# Introduction
The Protein Data Bank (PDB) stores data for various proteins, each protein being designated by a four character alphanumeric ID. Some of this data includes 3-D structure information; this data is important because the structure of a protein determines its function.

Even still, predicting the shape of a protein still remains challenging, though huge breakthroughs have been made in this field using [machine learning](https://pubmed.ncbi.nlm.nih.gov/34015749/). This Notebook serves as a brief exploration into proteins and protein modeling.

# The Proteins

The proteins listed below are available for viewing.
## 1C8Q: Human salivary amylase
Amylase is an enzyme that aids digestion by breaking down starches into sugars. It's made by both the pancreas and the salivary glands; its presence in the latter explains why eating foods high in starch (rice, for instance) may taste slightly sweet while chewing them.

## 4M6U: *P. putida* mandelate racemase
The bacterium *Pseudomonas putida*, from which this protein comes, was the first patented living organism and resulted in the U.S. Supreme Court case *Diamond v. Chakrabarty*. This particular protein essentially creates a mirror image of its substrate, a molecule called mandelic acid.

## 4ADS: Plasmodial PLP synthase complex
The parasite *Plasmodium berghei* causes malaria in some rodents and is a model organism for studying malaria in humans.

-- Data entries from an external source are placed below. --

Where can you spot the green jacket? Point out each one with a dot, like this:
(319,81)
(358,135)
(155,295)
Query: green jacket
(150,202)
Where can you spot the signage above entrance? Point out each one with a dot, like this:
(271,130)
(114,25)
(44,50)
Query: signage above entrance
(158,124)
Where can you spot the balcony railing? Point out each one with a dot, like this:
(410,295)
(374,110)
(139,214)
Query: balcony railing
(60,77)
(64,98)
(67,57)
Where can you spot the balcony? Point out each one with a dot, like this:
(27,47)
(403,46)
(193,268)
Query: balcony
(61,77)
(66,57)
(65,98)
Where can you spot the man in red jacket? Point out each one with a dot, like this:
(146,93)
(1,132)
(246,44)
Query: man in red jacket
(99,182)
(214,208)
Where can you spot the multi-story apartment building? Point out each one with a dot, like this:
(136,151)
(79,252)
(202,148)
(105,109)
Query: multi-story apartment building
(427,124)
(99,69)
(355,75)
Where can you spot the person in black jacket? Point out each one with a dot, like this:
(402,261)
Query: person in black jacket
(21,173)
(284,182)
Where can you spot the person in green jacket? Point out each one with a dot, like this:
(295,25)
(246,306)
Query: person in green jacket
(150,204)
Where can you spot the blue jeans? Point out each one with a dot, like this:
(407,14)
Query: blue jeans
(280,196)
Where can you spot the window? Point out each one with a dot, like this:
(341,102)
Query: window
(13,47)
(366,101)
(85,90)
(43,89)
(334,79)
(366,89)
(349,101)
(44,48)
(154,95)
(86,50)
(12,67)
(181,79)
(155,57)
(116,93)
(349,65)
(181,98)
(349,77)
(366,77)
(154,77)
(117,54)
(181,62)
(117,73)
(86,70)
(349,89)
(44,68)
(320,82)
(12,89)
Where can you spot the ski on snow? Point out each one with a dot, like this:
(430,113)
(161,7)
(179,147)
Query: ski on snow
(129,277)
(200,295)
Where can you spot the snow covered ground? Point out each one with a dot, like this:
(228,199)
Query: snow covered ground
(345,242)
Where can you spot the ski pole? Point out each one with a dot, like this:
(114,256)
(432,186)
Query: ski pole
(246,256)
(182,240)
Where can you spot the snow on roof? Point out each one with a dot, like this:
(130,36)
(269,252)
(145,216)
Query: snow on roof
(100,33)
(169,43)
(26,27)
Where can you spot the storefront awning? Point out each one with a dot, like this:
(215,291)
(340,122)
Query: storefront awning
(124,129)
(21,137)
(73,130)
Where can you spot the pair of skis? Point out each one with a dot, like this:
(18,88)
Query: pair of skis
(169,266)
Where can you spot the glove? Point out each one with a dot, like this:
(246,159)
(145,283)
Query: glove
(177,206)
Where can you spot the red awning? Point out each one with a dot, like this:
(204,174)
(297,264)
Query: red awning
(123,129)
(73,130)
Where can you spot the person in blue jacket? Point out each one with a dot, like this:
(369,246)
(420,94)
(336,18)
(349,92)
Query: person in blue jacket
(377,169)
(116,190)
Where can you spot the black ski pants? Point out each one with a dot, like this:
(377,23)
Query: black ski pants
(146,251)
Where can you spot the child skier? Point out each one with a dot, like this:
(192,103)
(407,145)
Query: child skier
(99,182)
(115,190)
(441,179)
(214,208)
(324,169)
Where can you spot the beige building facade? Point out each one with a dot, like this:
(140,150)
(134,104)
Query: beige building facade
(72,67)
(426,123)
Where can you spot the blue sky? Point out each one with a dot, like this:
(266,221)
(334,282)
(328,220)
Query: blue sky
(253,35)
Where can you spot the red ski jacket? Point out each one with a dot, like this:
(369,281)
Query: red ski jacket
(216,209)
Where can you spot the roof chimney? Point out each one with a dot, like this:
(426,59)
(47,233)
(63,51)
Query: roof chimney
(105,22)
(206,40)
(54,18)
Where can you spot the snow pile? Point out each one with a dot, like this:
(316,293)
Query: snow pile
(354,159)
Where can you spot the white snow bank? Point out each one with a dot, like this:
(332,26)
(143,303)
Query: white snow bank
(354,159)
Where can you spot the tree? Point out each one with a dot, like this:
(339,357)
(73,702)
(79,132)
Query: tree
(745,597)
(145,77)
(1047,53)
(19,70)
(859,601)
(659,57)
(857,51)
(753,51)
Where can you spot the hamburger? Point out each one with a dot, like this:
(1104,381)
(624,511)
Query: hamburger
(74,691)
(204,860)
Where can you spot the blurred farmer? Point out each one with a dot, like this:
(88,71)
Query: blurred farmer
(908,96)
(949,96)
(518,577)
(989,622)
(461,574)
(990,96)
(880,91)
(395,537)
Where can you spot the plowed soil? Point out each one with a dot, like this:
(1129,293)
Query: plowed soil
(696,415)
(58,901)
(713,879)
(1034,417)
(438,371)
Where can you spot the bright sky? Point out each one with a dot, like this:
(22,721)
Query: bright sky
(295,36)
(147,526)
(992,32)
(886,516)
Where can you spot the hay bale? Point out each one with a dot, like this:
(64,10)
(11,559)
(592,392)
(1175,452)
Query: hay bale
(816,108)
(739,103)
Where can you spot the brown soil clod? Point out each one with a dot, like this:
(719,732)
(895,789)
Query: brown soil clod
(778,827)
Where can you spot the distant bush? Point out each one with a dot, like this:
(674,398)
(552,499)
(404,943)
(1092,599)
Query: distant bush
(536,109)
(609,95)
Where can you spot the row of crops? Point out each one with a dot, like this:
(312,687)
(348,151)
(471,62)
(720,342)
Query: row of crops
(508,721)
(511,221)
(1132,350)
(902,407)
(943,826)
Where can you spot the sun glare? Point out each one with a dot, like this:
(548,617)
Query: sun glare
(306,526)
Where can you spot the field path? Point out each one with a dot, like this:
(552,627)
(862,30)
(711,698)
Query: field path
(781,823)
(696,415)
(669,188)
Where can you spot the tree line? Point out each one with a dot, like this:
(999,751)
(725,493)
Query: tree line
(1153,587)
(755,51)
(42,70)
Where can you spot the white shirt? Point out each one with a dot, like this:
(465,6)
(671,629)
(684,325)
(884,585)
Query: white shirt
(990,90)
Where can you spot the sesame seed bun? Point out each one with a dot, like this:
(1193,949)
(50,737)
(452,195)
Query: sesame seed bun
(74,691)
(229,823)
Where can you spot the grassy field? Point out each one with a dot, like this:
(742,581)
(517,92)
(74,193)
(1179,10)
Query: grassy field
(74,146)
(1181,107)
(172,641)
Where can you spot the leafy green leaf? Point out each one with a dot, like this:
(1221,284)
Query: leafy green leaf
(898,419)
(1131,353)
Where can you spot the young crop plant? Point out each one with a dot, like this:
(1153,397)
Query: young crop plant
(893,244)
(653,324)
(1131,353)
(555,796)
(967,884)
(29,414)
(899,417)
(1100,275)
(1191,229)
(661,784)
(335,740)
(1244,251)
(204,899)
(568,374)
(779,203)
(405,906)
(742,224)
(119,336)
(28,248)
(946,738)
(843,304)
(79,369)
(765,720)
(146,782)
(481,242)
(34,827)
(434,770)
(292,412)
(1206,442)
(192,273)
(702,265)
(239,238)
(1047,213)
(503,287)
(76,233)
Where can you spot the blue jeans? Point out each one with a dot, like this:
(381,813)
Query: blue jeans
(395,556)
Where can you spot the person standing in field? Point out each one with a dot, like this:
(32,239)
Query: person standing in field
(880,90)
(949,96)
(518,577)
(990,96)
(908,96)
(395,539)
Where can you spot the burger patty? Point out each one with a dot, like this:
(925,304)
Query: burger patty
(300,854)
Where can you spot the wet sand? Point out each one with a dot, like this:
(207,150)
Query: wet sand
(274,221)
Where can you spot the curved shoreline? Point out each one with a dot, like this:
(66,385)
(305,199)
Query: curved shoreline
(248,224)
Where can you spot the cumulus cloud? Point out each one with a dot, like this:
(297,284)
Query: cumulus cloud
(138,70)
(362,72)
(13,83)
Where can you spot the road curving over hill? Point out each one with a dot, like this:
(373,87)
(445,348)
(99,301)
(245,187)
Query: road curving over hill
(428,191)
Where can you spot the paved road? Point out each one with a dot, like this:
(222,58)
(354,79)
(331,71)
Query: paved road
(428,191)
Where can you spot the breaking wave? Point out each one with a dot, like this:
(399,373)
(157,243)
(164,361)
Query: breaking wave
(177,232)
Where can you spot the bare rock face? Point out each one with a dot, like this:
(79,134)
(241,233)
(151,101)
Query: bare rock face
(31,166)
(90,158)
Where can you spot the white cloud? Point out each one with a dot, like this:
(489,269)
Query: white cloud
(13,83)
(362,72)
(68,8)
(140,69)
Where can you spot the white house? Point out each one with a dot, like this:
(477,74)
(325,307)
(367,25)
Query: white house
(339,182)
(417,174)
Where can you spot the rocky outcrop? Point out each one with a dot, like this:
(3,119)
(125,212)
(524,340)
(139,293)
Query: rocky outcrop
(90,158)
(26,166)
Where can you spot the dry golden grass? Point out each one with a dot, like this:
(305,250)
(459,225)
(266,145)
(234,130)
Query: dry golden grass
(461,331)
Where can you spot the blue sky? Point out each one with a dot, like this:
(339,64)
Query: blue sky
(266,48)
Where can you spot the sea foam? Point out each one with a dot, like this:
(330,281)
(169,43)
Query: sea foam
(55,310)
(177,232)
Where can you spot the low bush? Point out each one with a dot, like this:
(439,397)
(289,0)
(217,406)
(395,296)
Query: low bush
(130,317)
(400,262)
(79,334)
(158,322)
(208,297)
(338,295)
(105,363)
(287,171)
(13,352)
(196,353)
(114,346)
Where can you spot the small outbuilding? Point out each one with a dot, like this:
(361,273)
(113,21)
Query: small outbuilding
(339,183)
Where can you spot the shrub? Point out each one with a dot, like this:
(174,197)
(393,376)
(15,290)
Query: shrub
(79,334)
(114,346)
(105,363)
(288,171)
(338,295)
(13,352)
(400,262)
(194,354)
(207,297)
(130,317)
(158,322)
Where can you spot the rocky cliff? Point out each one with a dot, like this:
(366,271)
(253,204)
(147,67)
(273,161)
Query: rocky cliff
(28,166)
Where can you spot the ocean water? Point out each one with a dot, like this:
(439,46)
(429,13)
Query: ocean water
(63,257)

Protein 4ADS is a complex (meaning it's composed of multiple individual proteins) that synthesizes the molecule pyridoxal phosphate (PLP), or vitamin B<sub>6</sub>.


## 1UBQ: Ubiquitin (1.8 Å resolution)
Ubiquitin is so named because of its ubiquitous nature in most eukaryotes (basically animals, plants, and fungi). In fact, it's so useful that four diffent genes encode for its creation in humans. Importantly, ubiquitin fosters a process called ubiquintinylation, which can greatly alter a protein's function.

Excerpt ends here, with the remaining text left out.